The significant decrease in the Cd concentration in the fecal samples of Obese individuals encouraged us to examine the Correlation of the Bifidobacteriacea abundance (The most abundant of bacteria in the obese group) with Cd concentration in fecal samples. The result showed a negative correlation of Bifidobacteriaceae abundance v.s Cd (r = −0.6629, CI: −0.8720 to −0.2490, p = 0.0051), where the abundance of the Bifidobacteriacea increase, the Cd concentration in the feces is decreased. Bifidiobacterium are involved in promoting heavy metal excretion via feces, inducing heavy metal detoxification enzymes, or remediating of heavy metal toxicity.

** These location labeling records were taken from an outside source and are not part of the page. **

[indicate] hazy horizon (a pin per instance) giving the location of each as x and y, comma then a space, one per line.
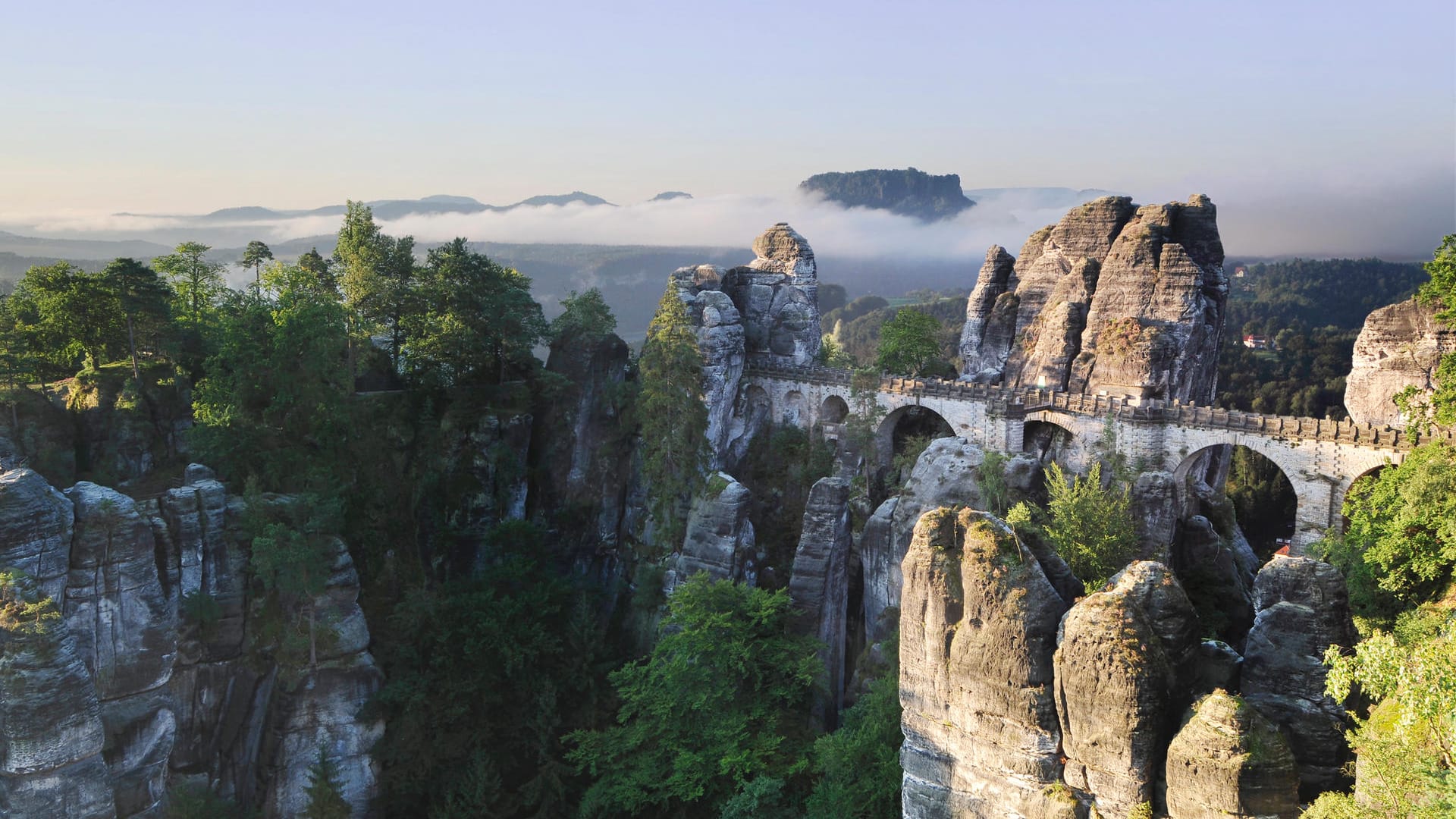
1316, 130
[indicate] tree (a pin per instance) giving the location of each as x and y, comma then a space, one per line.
325, 796
717, 706
909, 343
1090, 526
199, 283
584, 316
379, 273
674, 419
475, 321
254, 257
143, 297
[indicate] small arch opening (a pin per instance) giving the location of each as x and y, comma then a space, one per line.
835, 410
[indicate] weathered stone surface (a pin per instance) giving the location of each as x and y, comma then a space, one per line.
1229, 763
1400, 346
126, 629
1301, 610
36, 529
1114, 297
52, 732
976, 672
946, 474
1122, 672
720, 537
820, 585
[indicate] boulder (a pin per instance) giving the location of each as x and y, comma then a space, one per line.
1229, 763
1400, 346
820, 586
976, 673
1123, 667
1301, 610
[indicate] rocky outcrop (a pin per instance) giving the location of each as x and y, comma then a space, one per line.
52, 730
820, 586
1400, 346
1301, 610
1229, 763
1114, 297
126, 630
580, 444
155, 667
1123, 667
976, 673
720, 537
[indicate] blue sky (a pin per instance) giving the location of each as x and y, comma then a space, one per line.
184, 107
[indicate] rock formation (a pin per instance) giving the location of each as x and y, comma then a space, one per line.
1301, 610
143, 676
820, 585
976, 672
766, 309
720, 537
1114, 297
1123, 668
1229, 763
1400, 346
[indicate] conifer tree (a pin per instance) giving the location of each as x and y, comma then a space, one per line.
674, 420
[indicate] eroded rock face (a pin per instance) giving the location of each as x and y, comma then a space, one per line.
1123, 667
1301, 610
1229, 763
52, 730
1400, 346
126, 630
1112, 297
820, 585
720, 537
976, 673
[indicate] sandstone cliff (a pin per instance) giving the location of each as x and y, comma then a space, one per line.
1400, 346
153, 668
1114, 297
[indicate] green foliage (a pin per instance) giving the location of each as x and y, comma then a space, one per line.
254, 256
1408, 742
780, 468
909, 343
199, 283
718, 704
858, 765
273, 406
325, 796
674, 420
484, 675
1400, 548
1090, 526
475, 321
992, 480
584, 316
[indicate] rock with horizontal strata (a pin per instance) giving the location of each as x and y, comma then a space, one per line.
976, 673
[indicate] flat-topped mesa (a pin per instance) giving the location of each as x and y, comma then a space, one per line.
1114, 299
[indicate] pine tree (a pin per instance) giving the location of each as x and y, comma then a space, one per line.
325, 796
674, 420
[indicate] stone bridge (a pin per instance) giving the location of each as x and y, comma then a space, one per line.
1321, 458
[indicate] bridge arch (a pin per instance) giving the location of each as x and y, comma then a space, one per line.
833, 410
908, 422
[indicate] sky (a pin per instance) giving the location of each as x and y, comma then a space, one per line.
1316, 127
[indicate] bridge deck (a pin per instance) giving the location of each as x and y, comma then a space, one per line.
1021, 401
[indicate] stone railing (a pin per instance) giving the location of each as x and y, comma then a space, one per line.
1022, 401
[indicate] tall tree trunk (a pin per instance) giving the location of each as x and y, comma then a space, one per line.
131, 341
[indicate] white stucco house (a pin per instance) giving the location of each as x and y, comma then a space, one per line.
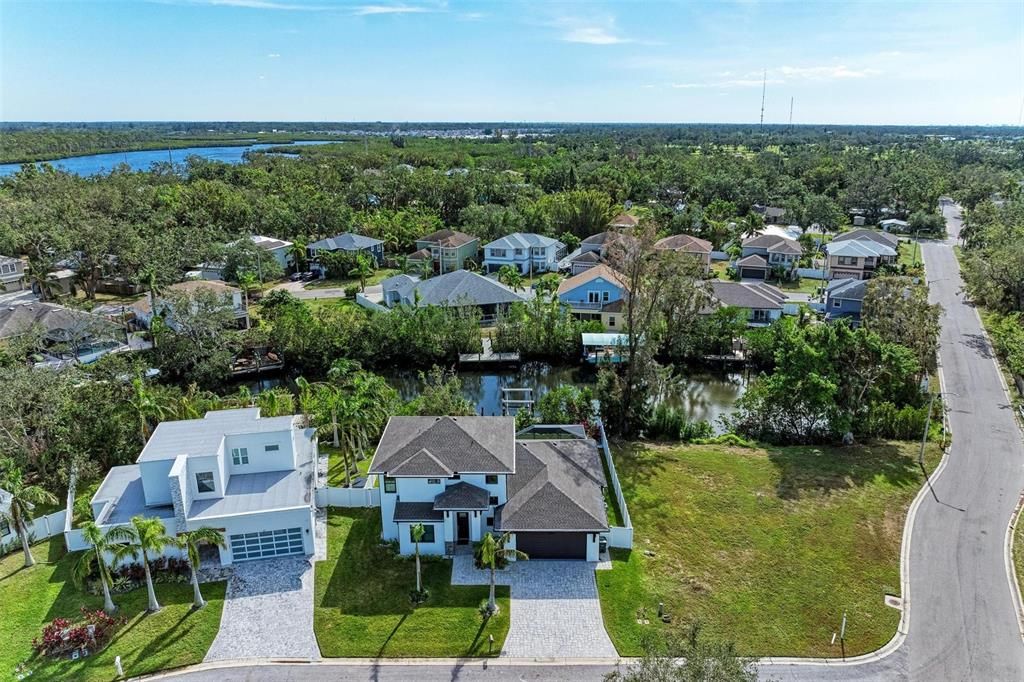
524, 251
248, 475
462, 477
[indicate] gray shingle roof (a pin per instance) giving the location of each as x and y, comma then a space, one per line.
462, 496
345, 242
434, 445
416, 511
556, 486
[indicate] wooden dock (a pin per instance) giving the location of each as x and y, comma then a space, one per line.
488, 356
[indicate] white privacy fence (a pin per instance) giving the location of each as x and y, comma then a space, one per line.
621, 537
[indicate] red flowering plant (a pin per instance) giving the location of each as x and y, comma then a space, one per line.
92, 632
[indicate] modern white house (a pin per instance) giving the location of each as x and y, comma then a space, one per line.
248, 475
462, 477
525, 251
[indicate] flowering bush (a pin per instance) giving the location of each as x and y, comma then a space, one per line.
60, 636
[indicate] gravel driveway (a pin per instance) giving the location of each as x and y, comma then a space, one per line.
268, 612
556, 612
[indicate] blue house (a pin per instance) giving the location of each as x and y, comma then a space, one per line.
598, 293
526, 251
844, 298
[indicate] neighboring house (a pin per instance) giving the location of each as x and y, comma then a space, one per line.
276, 249
250, 476
525, 251
762, 302
699, 249
11, 274
457, 289
597, 293
764, 253
462, 477
230, 296
347, 242
857, 258
67, 334
845, 298
449, 250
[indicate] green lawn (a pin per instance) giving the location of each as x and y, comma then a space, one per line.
363, 608
336, 466
32, 597
766, 547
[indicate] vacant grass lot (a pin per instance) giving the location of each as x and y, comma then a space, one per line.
32, 597
363, 608
766, 547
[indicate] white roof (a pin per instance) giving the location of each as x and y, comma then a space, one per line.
522, 241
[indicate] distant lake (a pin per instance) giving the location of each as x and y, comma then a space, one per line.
104, 163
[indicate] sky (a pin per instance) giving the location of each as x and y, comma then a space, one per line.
842, 61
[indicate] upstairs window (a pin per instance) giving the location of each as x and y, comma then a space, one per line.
204, 481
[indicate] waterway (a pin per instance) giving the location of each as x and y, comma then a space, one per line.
104, 163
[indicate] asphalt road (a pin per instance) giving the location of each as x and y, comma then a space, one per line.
963, 623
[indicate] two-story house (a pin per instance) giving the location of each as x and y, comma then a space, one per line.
762, 302
845, 298
445, 250
526, 252
249, 475
349, 243
597, 293
230, 298
691, 246
857, 259
462, 477
765, 253
11, 273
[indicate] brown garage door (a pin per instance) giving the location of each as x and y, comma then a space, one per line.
552, 545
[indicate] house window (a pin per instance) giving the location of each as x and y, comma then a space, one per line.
428, 535
204, 481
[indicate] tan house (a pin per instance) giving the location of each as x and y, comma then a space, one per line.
699, 249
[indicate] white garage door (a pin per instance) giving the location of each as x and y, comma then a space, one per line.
266, 544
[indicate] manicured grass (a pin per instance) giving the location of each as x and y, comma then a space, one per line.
32, 597
363, 608
767, 548
336, 466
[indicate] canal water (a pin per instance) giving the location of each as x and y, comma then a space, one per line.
104, 163
699, 395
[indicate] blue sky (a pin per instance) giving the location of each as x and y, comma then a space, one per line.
870, 62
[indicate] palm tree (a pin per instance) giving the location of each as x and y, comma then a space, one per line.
146, 406
22, 501
142, 537
189, 542
418, 531
364, 268
491, 551
510, 276
95, 560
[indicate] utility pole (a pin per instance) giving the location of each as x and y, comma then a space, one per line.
764, 87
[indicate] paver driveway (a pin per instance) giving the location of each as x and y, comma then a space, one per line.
556, 612
268, 611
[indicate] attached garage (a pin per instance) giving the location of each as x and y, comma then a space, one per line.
266, 544
539, 545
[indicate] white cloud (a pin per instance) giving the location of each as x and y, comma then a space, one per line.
371, 10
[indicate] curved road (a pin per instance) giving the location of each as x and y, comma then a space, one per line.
963, 621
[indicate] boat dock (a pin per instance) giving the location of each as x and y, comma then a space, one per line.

Correlation analysis of the lean phenotype revealed a number of significant correlations between gut microbiota abundance, elemental levels, and clinical variables. We observed strong negative correlation of HDL cholesterol with BMI (r = −0.68, p = 0.007), showing raised HDL with reduced body mass index in this phenotype. In addition, iron level was highly negatively correlated with total cholesterol (r = −0.62, p = 0.019). Microbial analysis revealed that abundance of Bifidobacteriaceae was negatively correlated with fasting blood glucose (r = −0.61, p = 0.021), while abundance of Coriobacteriaceae was positively correlated with manganese level (r = 0.55, p = 0.040) and ALT enzyme activity (r = 0.56, p = 0.039). Additionally, abundance of Ruminococcaceae was negatively correlated with triglyceride and VLDL (r = −0.55, p = 0.041) levels (Figure 10). These findings demonstrate the complex interaction between metabolic health, environmental metal exposure, and gut microbial ecology in the determination of the lean phenotype.

Figure 10.

Figure 10

Multivariate Correlation Network in the Lean Phenotype. Correlation matrix of clinical metabolic parameters, elemental concentrations, and dominant gut microbial families in the lean group. Blue indicates positive correlations and red indicates negative correlations.

4. Discussion

4.1. High Glucose Level in the Obese People

Elevated fasting blood sugar (FBS) levels in obese individuals can be explained through various interconnected physiological mechanisms. It's important to note that the relationship between obesity and elevated blood sugar is complex and involves multiple factors such as insulin resistance, inflammation (Zeyda and Stulnig 2009), adipose tissue dysfunction (Blüher 2009), hormonal imbalance (Seth et al. 2013), genetic factors (Barness et al. 2007), physical inactivity (Eaton and Eaton 2017), and dietary factors (Seiler et al. 2018).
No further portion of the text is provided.